Lotterie e Beneficenza: come i ricavi vengono utilizzati per la raccolta fondi

La lotteria può essere utilizzata come raccolta fondi? La risposta è positiva, come affermano alcuni degli avvocati più esperti del settore. Si parla infatti di una materia regolarmente disciplinata dalla legge italiana, nella fattispecie dal D.P.R. 26.10.2001 n. 430, all’interno del quale si trovano tutti i riferimenti per questo genere di attività. Non deve sorprendere, considerato il fatto che lo Stato è l’unico ente sul nostro territorio ad avere la possibilità di organizzare una lotteria legale.

Lotterie, ETS e raccolta fondi

Come anticipato, le lotterie organizzate dallo Stato come Million Day possono essere utilizzate per la raccolta fondi. Si tratta infatti di attività rientranti nell’elenco degli ETS, e utilizzabili per motivi di autofinanziamento, anche per beneficenza. L’importante è che vengano rispettati alcuni paletti, come la limitazione della vendita dei biglietti al territorio della provincia, e un importo totale non superiore a 51.645,69 euro. Inoltre, è fondamentale che venga chiarito anzitempo il regolamento della lotteria, che dovrà specificare elementi quali i premi, la quantità e il costo dei biglietti, il luogo e la data di estrazione.

Lotterie e Beneficenza: come i ricavi vengono utilizzati per la raccolta fondi

In secondo luogo, trattandosi di un’attività svolta per beneficenza e senza fini di lucro, la lotteria dovrà rispettare principi quali quelli della correttezza, della trasparenza e della verità. Il regolamento dovrà poi indicare altre informazioni fondamentali, come l’ente o l’organizzazione che riceverà la somma. Naturalmente esistono anche altre norme da rispettare, alcune delle quali molto complesse. Si fa ad esempio riferimento alla materia del trattamento dei dati dei partecipanti, di per sé molto delicata.

Gli aspetti amministrativi e giuridici

Chiunque desideri organizzare un’attività di questo tipo, deve logicamente rispettare una serie di step giuridico-amministrativi essenziali. Per prima cosa, è obbligatorio richiedere e ottenere il benestare dell’Ispettorato Compartimentale dei Monopoli di Stato, e inviare la comunicazione presso gli uffici del Comune e della Prefettura. La lettera da inviare all’Ispettorato Compartimentale dovrà contenere una descrizione approfondita dell’iniziativa, e dovrà essere spedita almeno 30 giorni prima dell’inizio dell’attività (ovvero la vendita dei tagliandi).

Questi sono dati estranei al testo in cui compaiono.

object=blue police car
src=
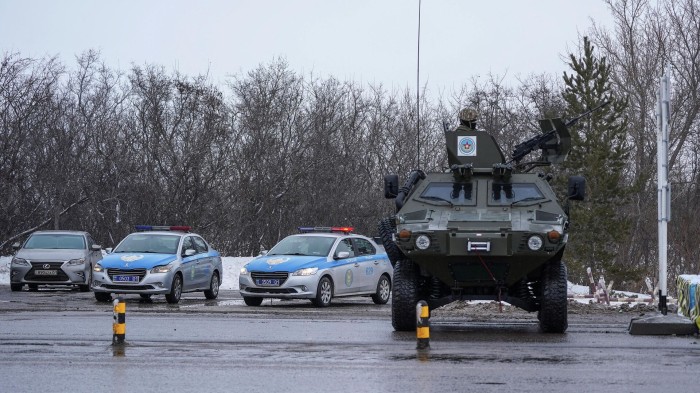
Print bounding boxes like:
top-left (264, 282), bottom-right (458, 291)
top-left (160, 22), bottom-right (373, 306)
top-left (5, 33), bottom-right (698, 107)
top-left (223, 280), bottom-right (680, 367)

In questo modo, gli enti preposti avranno il tempo per avviare eventuali indagini sull’attività in questione, valutando la sua conformità agli standard di legge (il già citato D.P.R. 26.10.2001 n. 430). Nel caso l’Ispettorato Compartimentale non dovesse comunicare alcunché, l’iniziativa potrà tenersi senza problemi. L’autorizzazione o nulla osta, infatti, in questo settore avviene secondo il meccanismo del silenzio-assenso entro 30 giorni: in altre parole, l’Ispettorato si farà sentire soltanto nel caso dovessero emergere delle inadempienze.

Altre informazioni da conoscere

In caso di cambiamenti inerenti alle modalità dell’attività e ai regolamenti, questi ultimi dovranno essere comunicati per tempo alla Prefettura e all’Ufficio SUAP del Comune di riferimento. Inoltre, si deve essere in grado di far fronte ad altri procedimenti quali il ritiro dei biglietti invenduti, il check della numerazione dei biglietti e l’annullamento dei biglietti eccedenti. Da sottolineare il fatto che l’estrazione dei biglietti dovrà avvenire in presenza di un soggetto incaricato dal Sindaco. Trattandosi di un’attività particolare, dunque, è fondamentale prestare attenzione ad ogni dettaglio possibile, informandosi in modo completo leggendo le norme di riferimento.